Sormak ve sorgulamak istiyorum: Toplumda meslek liselerine
yönelik büyük bir teveccüh olmasına rağmen, hatta toplumsal ihtiyaç da
fazlasıyla mevcut iken neden diğer lise türlerine daha başarılı öğrenciler
gönderiliyor? Neden daha az başarılı öğrenciler meslek liselerine
yönlendiriliyor? Meslek liselerinin sahip oldukları makus talih ne zaman
kırılacak? Toplum ve devlet yetkilileri nezdinde var olan güzel çalışmalar ve
intibahlar hazır büyük bir hızla ilerliyor iken, bu ivmelenme fırsata
dönüştürülemez mi? Meslek liseleri diğer lise türleriyle yarışacak düzeye
getirilemez mi?
98 öncesindeki MEB faaliyetlerine yaşım itibariyle pek ilgim
olmadığı için bilemiyorum ama büyüklerimden duymuştum. Ne derece doğru
bilemiyorum ama o süreçte Meslek liselerine öğrenciler “sınav” ile yerleşebiliyorlarmış. Başarılı olup sınavı geçemeyenler
diğer meslek liselerine yönlendiriliyorlarmış. Hatta denetim mekanizması şu an
ki kadar ilerlemediği için sınavda başarısız olanlar “torpil bulup” meslek liselerine yerleşmeye çalışıyorlarmış. Bu
bilgiler gerçek de olabilir, şehir efsanesi de…

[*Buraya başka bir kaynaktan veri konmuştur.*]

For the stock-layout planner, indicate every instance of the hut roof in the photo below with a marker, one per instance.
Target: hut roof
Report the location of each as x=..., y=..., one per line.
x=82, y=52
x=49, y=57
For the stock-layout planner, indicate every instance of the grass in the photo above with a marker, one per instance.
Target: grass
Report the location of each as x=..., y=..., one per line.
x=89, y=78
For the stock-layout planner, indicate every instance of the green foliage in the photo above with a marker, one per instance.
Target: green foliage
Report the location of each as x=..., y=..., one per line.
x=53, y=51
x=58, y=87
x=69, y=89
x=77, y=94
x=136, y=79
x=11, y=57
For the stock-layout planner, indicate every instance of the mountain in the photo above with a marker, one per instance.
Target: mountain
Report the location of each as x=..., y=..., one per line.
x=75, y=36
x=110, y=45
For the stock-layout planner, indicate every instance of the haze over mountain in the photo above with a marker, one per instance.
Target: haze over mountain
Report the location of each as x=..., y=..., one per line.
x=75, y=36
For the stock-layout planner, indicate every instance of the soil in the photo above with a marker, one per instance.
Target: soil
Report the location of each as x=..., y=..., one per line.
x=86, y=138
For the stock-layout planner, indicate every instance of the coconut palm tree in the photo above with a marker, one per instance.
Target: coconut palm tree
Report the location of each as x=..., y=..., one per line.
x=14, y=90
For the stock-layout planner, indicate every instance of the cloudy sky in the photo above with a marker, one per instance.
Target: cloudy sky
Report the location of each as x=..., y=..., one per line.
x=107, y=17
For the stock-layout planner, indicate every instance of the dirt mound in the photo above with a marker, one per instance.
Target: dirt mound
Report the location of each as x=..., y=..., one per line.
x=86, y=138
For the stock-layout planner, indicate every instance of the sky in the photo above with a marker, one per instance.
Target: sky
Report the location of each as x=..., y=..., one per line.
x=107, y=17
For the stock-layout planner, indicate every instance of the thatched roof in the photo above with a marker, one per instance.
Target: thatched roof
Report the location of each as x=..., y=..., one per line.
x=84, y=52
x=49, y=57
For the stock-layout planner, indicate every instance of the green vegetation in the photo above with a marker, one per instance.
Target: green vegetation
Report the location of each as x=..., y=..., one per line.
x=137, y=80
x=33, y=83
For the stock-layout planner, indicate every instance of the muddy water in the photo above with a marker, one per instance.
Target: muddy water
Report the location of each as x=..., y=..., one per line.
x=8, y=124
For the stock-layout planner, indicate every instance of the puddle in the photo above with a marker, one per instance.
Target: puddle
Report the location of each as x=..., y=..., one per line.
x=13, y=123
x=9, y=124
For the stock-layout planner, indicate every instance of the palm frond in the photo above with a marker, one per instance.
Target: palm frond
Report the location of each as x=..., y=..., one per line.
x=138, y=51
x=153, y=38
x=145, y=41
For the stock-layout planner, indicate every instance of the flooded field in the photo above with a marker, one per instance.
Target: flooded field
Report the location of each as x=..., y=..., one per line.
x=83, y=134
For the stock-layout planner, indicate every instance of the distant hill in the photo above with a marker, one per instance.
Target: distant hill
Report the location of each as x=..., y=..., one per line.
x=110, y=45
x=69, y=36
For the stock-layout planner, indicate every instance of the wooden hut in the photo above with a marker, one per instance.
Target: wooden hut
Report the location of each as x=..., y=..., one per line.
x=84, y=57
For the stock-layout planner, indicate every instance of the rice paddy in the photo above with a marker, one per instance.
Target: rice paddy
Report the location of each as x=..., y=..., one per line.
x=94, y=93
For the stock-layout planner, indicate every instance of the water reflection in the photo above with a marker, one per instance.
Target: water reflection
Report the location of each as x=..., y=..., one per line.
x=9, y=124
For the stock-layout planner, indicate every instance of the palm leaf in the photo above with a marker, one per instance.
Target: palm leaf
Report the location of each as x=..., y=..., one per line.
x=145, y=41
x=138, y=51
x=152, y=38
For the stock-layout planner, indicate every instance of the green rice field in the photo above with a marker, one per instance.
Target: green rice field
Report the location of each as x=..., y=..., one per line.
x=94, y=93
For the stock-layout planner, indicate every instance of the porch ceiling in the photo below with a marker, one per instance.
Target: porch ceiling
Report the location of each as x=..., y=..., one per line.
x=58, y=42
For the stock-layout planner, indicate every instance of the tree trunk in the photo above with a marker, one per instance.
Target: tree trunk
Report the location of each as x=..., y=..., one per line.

Başka bir gerçeklikten bahsedeyim; kendi olma, kendini bulma
yolcuğunda meslek liseleri, varoluş mücadelesinde kendi öznel kimliğine,
özgünlüğüne en çok belki de şu aylarda yaklaşmış durumda. Meslek liselerini
şaha kaldırmak ve dolaylı sonuçları itibariyle hem ekonomik hem endüstri ve
sanayi bağlamında ülkeyi kalkındırmak istiyorsak meslek liselerini daha çok
önemsememiz ve bu alana daha çok meyledip çalışmalar yapmamız gerekiyor. İlgisiz veliler, başarısı düşük
öğrencilerin yoğunlaştığı okul türü olmaktan çıkarıp en öncelikli tercih
edilen, sivri zekalıların yerleştiği okul türü haline dönüştürmemiz gerekiyor. Peki
nasıl yapacağız, nasıl başaracağız bunu? Diğer lise türlerine gitmek isteyen
öğrencilere haksızlık olmaz mı? Öyleyse çözüm önerimi söyleyeyim:
Bütün öğrenciler aynı lise türünde okusun. Ortaokuldan sonra
liseye geçişte sınav olmasın. Tüm liselerin müfredatı aynı olsun. Müfredat ve ders içerikleri biraz
azaltılsın ve liseler 3 yıl olsun. 3 yılın sonunda öğrenciye bir alternatif
sunulsun; “Ya mezun olup lise diploması alacaksın ya da bir yıl daha okuyup 4.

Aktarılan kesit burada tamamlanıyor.